The new impact accounting methodology divides construction projects into two parts: Part A includes high-emission materials with available Environmental Product Declarations (EPDs) such as concrete, steel and glass while Part B covers all other project costs using traditional spend-based accounting.

Chris Magwood, Victor Olgyay of RMI and Katie Ross of Microsoft co-authored the report after extensive research with Building Transparency and the University of Washington.

“This report serves as both a roadmap for immediate application and a call to action for industry collaboration, accelerating the shift to better project designs and material procurement for buildings that are good for both business and the climate,” says Katie Ross, Director of Carbon Reduction Strategy & Market Development at Microsoft.

The methodology specifically targets upstream Scope 3 emissions in Category 2 (capital goods) which can represent a substantial portion of a company's overall carbon footprint.

According to the report's case studies, using process-based data for material emissions calculations could reduce reported project emissions by 17% to 23% compared to purely spend-based methods.

Katie Ross, Director of Carbon Reduction Strategy & Market Development at Microsoft

Implementation and benefits

The impact accounting approach enables companies to immediately implement more precise emissions tracking without waiting for complete datasets across all construction materials.

"The intent of calculating and reporting Scope 3 emissions is to accelerate efforts to reduce anthropogenic GHG emissions," the authors note.

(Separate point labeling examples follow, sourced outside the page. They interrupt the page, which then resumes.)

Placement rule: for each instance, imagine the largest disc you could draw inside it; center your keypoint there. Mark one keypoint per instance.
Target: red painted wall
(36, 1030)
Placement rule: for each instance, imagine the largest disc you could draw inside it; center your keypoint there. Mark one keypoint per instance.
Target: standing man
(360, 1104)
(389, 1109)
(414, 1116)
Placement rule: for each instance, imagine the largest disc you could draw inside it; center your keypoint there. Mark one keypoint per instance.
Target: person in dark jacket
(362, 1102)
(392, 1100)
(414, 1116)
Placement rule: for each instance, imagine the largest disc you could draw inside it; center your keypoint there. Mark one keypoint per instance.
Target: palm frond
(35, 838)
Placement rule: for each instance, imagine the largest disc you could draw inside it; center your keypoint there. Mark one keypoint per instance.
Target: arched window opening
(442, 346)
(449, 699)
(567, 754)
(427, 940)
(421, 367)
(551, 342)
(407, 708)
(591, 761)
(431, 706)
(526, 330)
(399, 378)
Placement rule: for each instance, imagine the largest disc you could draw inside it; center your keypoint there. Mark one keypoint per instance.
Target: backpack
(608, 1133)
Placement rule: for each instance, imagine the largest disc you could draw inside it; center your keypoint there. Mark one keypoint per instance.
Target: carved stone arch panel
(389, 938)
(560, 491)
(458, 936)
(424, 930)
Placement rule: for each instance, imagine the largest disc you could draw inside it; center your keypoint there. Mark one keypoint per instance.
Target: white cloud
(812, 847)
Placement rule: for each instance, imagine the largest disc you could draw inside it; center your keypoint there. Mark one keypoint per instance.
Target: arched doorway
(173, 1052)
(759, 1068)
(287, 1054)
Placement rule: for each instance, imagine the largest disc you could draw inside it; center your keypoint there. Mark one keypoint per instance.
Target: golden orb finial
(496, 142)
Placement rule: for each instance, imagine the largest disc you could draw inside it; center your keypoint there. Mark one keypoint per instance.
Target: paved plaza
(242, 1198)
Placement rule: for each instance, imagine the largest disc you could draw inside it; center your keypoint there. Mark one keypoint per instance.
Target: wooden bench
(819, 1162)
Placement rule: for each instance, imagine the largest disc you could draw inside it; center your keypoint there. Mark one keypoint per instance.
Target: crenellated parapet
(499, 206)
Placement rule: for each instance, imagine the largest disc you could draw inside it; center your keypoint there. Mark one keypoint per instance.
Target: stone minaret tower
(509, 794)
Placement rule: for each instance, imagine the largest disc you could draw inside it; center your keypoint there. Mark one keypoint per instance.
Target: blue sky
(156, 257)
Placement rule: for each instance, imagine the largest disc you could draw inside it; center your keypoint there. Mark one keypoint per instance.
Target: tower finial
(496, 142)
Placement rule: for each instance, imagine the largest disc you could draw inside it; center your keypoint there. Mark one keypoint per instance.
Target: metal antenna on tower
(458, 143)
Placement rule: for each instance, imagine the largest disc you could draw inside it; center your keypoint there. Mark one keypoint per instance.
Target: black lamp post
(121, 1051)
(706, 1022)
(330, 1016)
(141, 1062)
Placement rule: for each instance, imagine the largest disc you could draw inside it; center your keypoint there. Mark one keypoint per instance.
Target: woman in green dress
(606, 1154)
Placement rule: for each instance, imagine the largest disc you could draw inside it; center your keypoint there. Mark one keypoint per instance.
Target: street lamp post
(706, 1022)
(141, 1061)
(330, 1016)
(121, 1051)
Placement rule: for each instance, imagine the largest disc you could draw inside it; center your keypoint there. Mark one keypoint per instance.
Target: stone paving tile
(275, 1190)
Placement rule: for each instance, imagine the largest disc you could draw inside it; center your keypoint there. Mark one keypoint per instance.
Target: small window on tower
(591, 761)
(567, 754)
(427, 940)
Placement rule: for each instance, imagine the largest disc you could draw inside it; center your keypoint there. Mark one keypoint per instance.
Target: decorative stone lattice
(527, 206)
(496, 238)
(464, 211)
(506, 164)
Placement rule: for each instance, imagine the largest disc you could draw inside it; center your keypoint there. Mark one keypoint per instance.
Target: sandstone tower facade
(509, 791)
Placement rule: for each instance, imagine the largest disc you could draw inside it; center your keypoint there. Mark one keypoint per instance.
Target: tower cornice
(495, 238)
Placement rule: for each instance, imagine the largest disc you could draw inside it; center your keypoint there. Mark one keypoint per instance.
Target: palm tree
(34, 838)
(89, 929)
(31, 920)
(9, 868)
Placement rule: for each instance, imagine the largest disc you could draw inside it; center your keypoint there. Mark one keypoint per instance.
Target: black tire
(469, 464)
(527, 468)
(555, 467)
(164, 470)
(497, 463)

The methodology provides detailed guidance on which construction materials qualify for Part A calculations, including concrete, structural steel, mass timber, glazing, thermal insulation and flooring materials.

For each material category, companies must track quantities, costs and appropriate emissions factors from verified EPDs to calculate accurate carbon impacts.

Practical applications

Implementation requires early collaboration with designers and contractors to ensure proper tracking of material quantities and costs throughout the project lifecycle.

The report recommends performing calculations at multiple project stages—schematic design, design development and construction documents—to maximize emissions reductions through informed decision-making.

This approach aligns with growing industry trends toward process-based estimations for material-related emissions which provide clearer guidance for design and procurement decisions.

Future directions

The authors acknowledge that while the methodology isn't perfect, it represents a significant improvement over purely spend-based accounting and enables companies to identify and pursue meaningful carbon reductions in their construction projects.

"In the spirit of the GHG Protocol, the proposed impact accounting method is intended to bring additional clarity to the industry and motivate major emissions reductions in the high-impact construction sector," the report concludes.

The authors have identified several areas for further research including addressing comparability issues between Parts A and B, expanding the list of materials eligible for process-based accounting and conducting interviews with companies currently using spend-based accounting methods.